OBJECTIVE: To estimate the residual mortality rate among people who inject drugs (PWID) in a Low-Middle Income Countries context where the HIV epidemic has been controlled and methadone coverage is high.
STUDY DESIGN AND SETTING: PWID from Haiphong, Vietnam, were recruited through three annual respondent-driven sampling surveys that fueled two cohorts of PWID with HIV (n = 761) and without HIV (n = 897), with bi-annual follow-up. Presumed causes of death were ascertained from medical records and/or interviews of participants family.

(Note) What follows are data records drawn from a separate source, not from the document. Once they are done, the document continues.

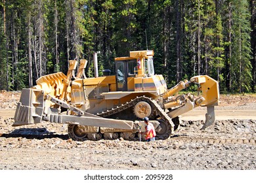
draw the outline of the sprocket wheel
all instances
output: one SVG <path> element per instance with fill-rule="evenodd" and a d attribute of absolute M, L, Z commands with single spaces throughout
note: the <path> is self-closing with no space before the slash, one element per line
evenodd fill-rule
<path fill-rule="evenodd" d="M 150 105 L 146 101 L 140 101 L 134 107 L 134 113 L 139 118 L 148 117 L 152 111 Z"/>
<path fill-rule="evenodd" d="M 181 125 L 181 119 L 179 116 L 177 116 L 173 119 L 171 119 L 174 124 L 174 131 L 178 130 Z"/>
<path fill-rule="evenodd" d="M 86 139 L 87 134 L 83 131 L 83 126 L 79 125 L 68 125 L 68 135 L 74 141 L 83 141 Z"/>
<path fill-rule="evenodd" d="M 160 124 L 156 129 L 156 139 L 163 140 L 169 138 L 172 132 L 171 124 L 163 120 L 160 120 L 158 122 Z"/>

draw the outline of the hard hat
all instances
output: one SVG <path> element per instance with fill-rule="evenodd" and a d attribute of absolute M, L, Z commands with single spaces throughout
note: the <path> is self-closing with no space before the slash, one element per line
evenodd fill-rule
<path fill-rule="evenodd" d="M 148 122 L 149 121 L 149 119 L 148 117 L 145 117 L 143 118 L 143 120 L 146 121 L 146 122 Z"/>

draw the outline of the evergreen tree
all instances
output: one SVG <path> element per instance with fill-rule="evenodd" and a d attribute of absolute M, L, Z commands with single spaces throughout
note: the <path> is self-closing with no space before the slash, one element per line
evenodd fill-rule
<path fill-rule="evenodd" d="M 240 93 L 249 92 L 251 83 L 251 44 L 249 34 L 250 16 L 246 0 L 234 1 L 233 4 L 234 41 L 232 61 L 234 82 L 233 91 Z"/>

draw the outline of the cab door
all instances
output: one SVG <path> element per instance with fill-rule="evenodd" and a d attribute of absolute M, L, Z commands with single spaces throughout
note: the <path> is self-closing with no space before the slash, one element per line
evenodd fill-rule
<path fill-rule="evenodd" d="M 116 90 L 127 91 L 127 75 L 126 71 L 126 63 L 121 61 L 116 62 Z"/>

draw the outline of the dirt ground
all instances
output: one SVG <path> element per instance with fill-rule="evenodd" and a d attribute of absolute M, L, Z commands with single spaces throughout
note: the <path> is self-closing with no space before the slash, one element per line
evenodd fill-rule
<path fill-rule="evenodd" d="M 255 170 L 256 95 L 221 95 L 216 122 L 206 109 L 181 116 L 178 131 L 152 142 L 70 139 L 67 126 L 44 122 L 12 127 L 20 92 L 0 93 L 1 170 Z"/>

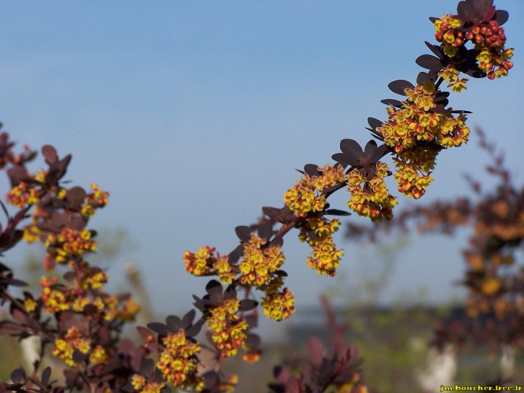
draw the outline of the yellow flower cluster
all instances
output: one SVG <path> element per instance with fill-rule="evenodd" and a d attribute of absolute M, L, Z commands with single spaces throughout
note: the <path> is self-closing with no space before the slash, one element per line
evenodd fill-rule
<path fill-rule="evenodd" d="M 186 251 L 184 253 L 183 262 L 186 271 L 194 276 L 203 276 L 215 273 L 219 280 L 224 284 L 231 284 L 236 276 L 231 265 L 228 262 L 227 255 L 214 255 L 214 247 L 206 246 L 201 247 L 195 253 Z"/>
<path fill-rule="evenodd" d="M 86 274 L 82 278 L 82 288 L 83 289 L 99 289 L 108 282 L 108 274 L 101 271 L 94 271 L 90 274 Z"/>
<path fill-rule="evenodd" d="M 197 373 L 197 354 L 201 351 L 200 345 L 186 337 L 183 329 L 177 334 L 168 333 L 162 342 L 165 348 L 160 354 L 157 368 L 161 371 L 163 378 L 182 388 L 201 390 L 203 381 Z M 138 378 L 135 383 L 136 386 L 133 386 L 136 390 L 142 389 Z M 138 386 L 140 387 L 137 389 Z"/>
<path fill-rule="evenodd" d="M 34 186 L 22 181 L 9 191 L 6 199 L 10 205 L 23 209 L 27 205 L 38 203 L 40 192 Z"/>
<path fill-rule="evenodd" d="M 455 93 L 462 93 L 463 90 L 467 89 L 466 82 L 470 80 L 467 77 L 458 79 L 460 73 L 453 64 L 448 64 L 445 68 L 440 70 L 437 75 L 448 82 L 448 87 L 451 87 Z"/>
<path fill-rule="evenodd" d="M 42 287 L 40 297 L 45 312 L 48 314 L 66 310 L 81 313 L 87 305 L 93 304 L 106 320 L 119 319 L 131 321 L 134 319 L 140 309 L 131 298 L 122 302 L 117 296 L 101 294 L 91 301 L 82 290 L 73 291 L 65 286 L 57 285 L 56 277 L 42 277 L 40 285 Z"/>
<path fill-rule="evenodd" d="M 166 385 L 161 382 L 147 381 L 140 374 L 133 374 L 131 383 L 135 391 L 140 393 L 160 393 Z"/>
<path fill-rule="evenodd" d="M 295 298 L 287 288 L 281 292 L 267 293 L 262 301 L 264 314 L 275 320 L 282 320 L 295 312 Z"/>
<path fill-rule="evenodd" d="M 251 234 L 248 243 L 244 244 L 244 257 L 240 261 L 240 283 L 260 287 L 271 281 L 273 274 L 284 263 L 284 253 L 280 246 L 269 246 L 263 249 L 265 239 Z"/>
<path fill-rule="evenodd" d="M 338 230 L 340 221 L 325 217 L 314 217 L 300 228 L 298 239 L 306 242 L 312 249 L 307 265 L 323 275 L 335 276 L 343 253 L 333 243 L 333 234 Z"/>
<path fill-rule="evenodd" d="M 431 146 L 418 147 L 393 157 L 397 171 L 394 177 L 398 191 L 408 198 L 419 199 L 425 193 L 425 188 L 434 180 L 430 173 L 435 168 L 438 149 Z"/>
<path fill-rule="evenodd" d="M 91 185 L 91 189 L 92 191 L 86 196 L 86 202 L 80 210 L 85 217 L 91 217 L 98 208 L 103 207 L 109 201 L 109 193 L 101 190 L 96 183 Z"/>
<path fill-rule="evenodd" d="M 54 340 L 52 354 L 64 360 L 68 366 L 74 367 L 76 362 L 73 359 L 75 350 L 87 354 L 91 349 L 91 339 L 84 338 L 77 327 L 70 327 L 63 339 Z"/>
<path fill-rule="evenodd" d="M 465 43 L 465 34 L 458 30 L 462 24 L 462 20 L 447 14 L 444 14 L 442 19 L 437 19 L 433 24 L 436 30 L 435 38 L 442 43 L 444 52 L 449 57 L 455 56 L 458 47 Z"/>
<path fill-rule="evenodd" d="M 73 255 L 80 255 L 85 252 L 96 249 L 96 241 L 91 238 L 91 231 L 78 231 L 66 228 L 60 233 L 50 233 L 45 239 L 48 249 L 46 265 L 52 268 L 55 263 L 66 263 Z"/>
<path fill-rule="evenodd" d="M 326 164 L 318 170 L 321 175 L 310 176 L 305 173 L 302 179 L 296 182 L 295 186 L 284 194 L 286 205 L 291 212 L 302 217 L 305 217 L 310 212 L 321 212 L 327 203 L 323 191 L 344 181 L 342 165 L 333 167 Z"/>
<path fill-rule="evenodd" d="M 451 80 L 455 74 L 449 68 L 442 71 L 442 75 Z M 444 113 L 432 110 L 437 106 L 436 89 L 432 80 L 405 91 L 407 100 L 400 108 L 388 107 L 389 120 L 378 129 L 384 142 L 396 153 L 393 161 L 399 191 L 409 198 L 419 198 L 432 180 L 430 175 L 435 166 L 438 145 L 449 148 L 466 143 L 470 128 L 465 124 L 464 114 L 453 117 L 450 110 Z M 432 145 L 432 142 L 436 145 Z"/>
<path fill-rule="evenodd" d="M 247 322 L 238 315 L 240 300 L 226 299 L 224 304 L 210 309 L 208 327 L 213 332 L 211 339 L 222 357 L 235 356 L 245 342 Z"/>
<path fill-rule="evenodd" d="M 466 38 L 475 43 L 475 49 L 480 52 L 476 57 L 479 68 L 488 73 L 488 79 L 508 75 L 508 71 L 513 68 L 509 59 L 513 57 L 514 50 L 504 49 L 504 27 L 500 27 L 497 21 L 474 26 L 466 34 Z"/>
<path fill-rule="evenodd" d="M 379 161 L 375 164 L 374 175 L 370 179 L 358 169 L 349 172 L 347 191 L 351 199 L 347 202 L 348 207 L 359 216 L 369 217 L 372 221 L 391 219 L 393 208 L 398 202 L 389 194 L 384 180 L 388 175 L 388 165 Z"/>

RESULTS: Among the 1658 participants with a median follow-up of 2 years, 67 and 36 died in the HIV-positive and HIV-negative cohort, respectively, yielding crude mortality rates of 4.3 (95% Confidence interval (CI): 3.3-5.4) per 100 person-years of follow-up (PYFU) and 1.9 (CI: 1.4-2.6) per 100 PYFU. In the HIV-positive cohort, in which 81% of participants had undetectable viral load, the two main causes of death were tuberculosis and HIV-related diseases. In the HIV-negative cohort, the two main causes of death were liver-related diseases and overdose. In a time-dependent multivariable model, “unsuppressed viral load” was associated with increased risk of mortality, whereas “being on methadone” or “being employed” was associated with a lower risk.
CONCLUSION: Despite a very successful HIV and methadone program, the mortality remains high among PWID in Vietnam, largely due to curable infectious diseases such as tuberculosis and viral hepatitis.
A cohort study revealed high mortality among people who inject drugs in Hai Phong, Vietnam
Journal of Clinical Epidemiology, 139, 38-48. doi: 10.1016/j.jclinepi.2021.07.007. PMCID: PMC10116693.